This section is from "The American Cyclopaedia", by George Ripley And Charles A. Dana. Also available from Amazon: The New American Cyclopędia. 16 volumes complete..
All the arbitrators must concur in the award, unless it is otherwise provided by statute or by the submission; and when it is provided that, in case of their disagreement, the decision of the umpire shall be final, the award should in case of such a reference to the umpire proceed from him and be signed by him. The award must dispose of all the questions contained in the submission, and must conform to its terms in all respects. If it includes matters not covered by the submission, it will be good for so much as is authorized by it, if that part can be separated from the rest; but if it departs essentially and incurably from the submission, it is fatally bad. The award must be certain in its terms; that is, it must inform each party precisely what he is to do. It must also be final and conclusive in all respects. - The statutes of the several states usually define the grounds . on which awards may be set aside. In New York they may be vacated, on application to the court, for corruption or fraud or partiality on the part of the arbitrators; or if they were guilty of misconduct in refusing postponements, or in rejecting proper evidence, or exceeded their powers or imperfectly executed them in material points.
And in the same state awards may be corrected for evident mistakes or for other imperfections. Very similar statutory provisions exist in Illinois, Missouri, and other states. In several of the states it is also provided that an award may he vacated by the courts for any legal defects appearing: on its face. - The chief vice or weakness in the proceeding by arbitration is the power which either party has to revoke the authority given by him to the arbitrators. The only practical penalty for such a breach of the agreement, and even when there are bonds fixing precise sums by way of liquidated damages, is that the party who revokes must pay the expenses incurred by the other up to the revocation. In some of the states, as in Massachusetts and Maine, the statutes provide that neither party shall revoke the submission without the consent of the other. Bat in other states, as in New York and Missouri, the only restraint is, that no revocation shall be made after the cause is finally submitted to the arbitrators upon the evidence.
The death of a party pending the proceedings operates as a revocation, unless it be expressly provided otherwise by the submission, or, as is the case in some of the states, by statute. - A submission suspends, and an award bars, the right of suit on the original cause of action. The award must be made within the time directed by the agreement, and it is a nullity if made after that time, unless the parties consent to an extension of the time. The power of the arbitrators is exhausted by delivery of the award, and though in making it they have exceeded their powers or otherwise erred, they cannot recall it or make another one. The courts have repeatedly held that when not limited by the terms of the submission, the decisions of the arbitrators upon law and fact alike, provided that they act within the scope of their authority, are conclusive. If the award is within the submission, and contains an honest and fair decision, a court of equity will not set it aside for error either in law or in fact. Judge Story and other high judicial authorities have further declared that arbitrators are not bound to award upon the mere dry principles of law applicable to the case before them, but may make their award upon principles of equity and good conscience.

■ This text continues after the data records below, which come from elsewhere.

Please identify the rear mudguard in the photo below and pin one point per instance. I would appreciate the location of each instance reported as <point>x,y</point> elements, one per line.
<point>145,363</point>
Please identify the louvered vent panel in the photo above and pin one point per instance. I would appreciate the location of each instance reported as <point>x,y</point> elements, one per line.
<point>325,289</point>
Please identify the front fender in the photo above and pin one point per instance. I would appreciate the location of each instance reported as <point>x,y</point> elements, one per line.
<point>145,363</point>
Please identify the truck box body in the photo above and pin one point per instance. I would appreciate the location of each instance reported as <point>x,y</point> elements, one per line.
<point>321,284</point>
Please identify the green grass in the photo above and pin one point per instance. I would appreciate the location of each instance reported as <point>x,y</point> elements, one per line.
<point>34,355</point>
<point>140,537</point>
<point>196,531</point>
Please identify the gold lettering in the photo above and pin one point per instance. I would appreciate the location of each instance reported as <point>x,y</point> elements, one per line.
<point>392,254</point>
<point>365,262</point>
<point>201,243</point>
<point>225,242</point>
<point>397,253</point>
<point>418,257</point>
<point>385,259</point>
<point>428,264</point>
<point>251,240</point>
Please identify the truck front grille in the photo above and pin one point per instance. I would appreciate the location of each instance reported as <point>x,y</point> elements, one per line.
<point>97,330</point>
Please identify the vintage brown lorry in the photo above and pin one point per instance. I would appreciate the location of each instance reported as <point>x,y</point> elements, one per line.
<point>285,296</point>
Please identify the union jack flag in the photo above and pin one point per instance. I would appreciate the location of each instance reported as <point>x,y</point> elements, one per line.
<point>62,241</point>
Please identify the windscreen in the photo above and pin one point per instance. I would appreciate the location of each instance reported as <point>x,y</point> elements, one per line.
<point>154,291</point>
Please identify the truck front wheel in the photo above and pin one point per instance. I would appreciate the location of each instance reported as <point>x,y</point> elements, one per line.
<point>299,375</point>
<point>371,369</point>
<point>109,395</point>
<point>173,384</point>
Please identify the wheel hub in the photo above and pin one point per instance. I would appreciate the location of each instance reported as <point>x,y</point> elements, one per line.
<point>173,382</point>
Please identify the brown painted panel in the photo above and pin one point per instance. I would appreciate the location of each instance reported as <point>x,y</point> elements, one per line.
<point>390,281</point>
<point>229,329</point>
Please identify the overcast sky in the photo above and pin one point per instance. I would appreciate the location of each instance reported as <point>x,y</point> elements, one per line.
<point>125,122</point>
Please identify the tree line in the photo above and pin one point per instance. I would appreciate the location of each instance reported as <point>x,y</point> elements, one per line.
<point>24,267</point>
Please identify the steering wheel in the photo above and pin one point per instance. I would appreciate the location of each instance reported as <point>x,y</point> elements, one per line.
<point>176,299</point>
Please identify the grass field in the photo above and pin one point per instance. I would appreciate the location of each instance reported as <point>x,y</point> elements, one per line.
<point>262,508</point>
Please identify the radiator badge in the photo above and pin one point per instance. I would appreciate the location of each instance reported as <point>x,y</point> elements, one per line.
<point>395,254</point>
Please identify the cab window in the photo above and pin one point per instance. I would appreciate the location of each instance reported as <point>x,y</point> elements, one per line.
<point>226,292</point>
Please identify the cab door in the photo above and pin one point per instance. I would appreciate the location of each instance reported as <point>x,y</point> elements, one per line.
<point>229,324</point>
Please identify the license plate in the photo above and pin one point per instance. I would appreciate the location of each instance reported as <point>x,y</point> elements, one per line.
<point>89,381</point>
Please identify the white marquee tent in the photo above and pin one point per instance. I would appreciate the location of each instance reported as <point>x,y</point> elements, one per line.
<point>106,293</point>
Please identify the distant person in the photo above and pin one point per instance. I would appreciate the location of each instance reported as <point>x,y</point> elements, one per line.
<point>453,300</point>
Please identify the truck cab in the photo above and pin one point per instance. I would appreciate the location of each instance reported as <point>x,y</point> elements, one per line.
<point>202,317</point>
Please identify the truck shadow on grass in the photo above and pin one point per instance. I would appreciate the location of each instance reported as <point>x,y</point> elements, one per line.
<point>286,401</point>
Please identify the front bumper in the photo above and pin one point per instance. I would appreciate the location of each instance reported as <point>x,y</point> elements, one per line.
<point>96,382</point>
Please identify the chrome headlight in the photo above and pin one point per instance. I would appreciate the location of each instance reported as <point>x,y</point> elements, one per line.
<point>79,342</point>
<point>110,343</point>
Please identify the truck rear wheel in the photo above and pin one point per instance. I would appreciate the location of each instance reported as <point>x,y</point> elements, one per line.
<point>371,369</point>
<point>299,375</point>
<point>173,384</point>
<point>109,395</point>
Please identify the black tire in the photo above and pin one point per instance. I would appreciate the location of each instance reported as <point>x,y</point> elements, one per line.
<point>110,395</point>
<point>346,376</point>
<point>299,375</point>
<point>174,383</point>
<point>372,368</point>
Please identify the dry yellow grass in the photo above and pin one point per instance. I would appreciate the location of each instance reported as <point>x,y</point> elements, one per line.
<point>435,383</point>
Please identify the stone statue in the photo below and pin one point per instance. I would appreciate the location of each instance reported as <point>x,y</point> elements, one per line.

On the other hand, if the submission expressly provides that the case shall be decided according to the law, and the arbitrators make a mistake in that respect, this will subject the finding to revision by a court. In Pennsylvania, under a statute enacted in 1836, either party to a civil action may compel a submission of it to arbitrators by filing a rule in the prothono-tary's office calling for such a reference, and by serving a copy of the rule on his opponent. The number of the arbitrators, three or five or one, is fixed by the parties, or, if they cannot agree, by the prothonotary. The parties then by alternate nominations select the arbitrators; but if they cannot agree upon these, the prothonotary makes up a list containing five names for each of the number of the arbitrators, from which the parties alternately select the requisite number. - In England a statute of 1867 provides for councils of conciliation and arbitration, which may be formed by masters and their workmen. These councils exercise powers granted by former statutes of similar tenor (1 Victoria, ch. 67, and 8 and 9 Victoria, ch. 77, 128), and by the present statute are authorized to hear and determine all questions of dispute and difference between the workmen and their masters; and their awards are final and not subject to review or challenge in any court.
No attorneys, solicitors, or counsel are allowed to attend any hearing before the councils, without the consent of both sides. The courts of prudhommes are courts of a similar sort in France. They are established in Paris and Lyons and some of the other large cities, and take cognizance of disputes between master manufacturers and their workmen, and between workmen and their apprentices. The court is composed of master workmen or manufacturers and of foremen, six of each, one half of the number going out each year. The court acts first as a court of conciliation; and if it fails to bring the parties to an agreement, it has jurisdiction to the amount of 200 francs without appeal, and to any higher amount subject to appeals to a tribunal of commerce. It is said that almost all the cases brought before these courts are settled by conciliation.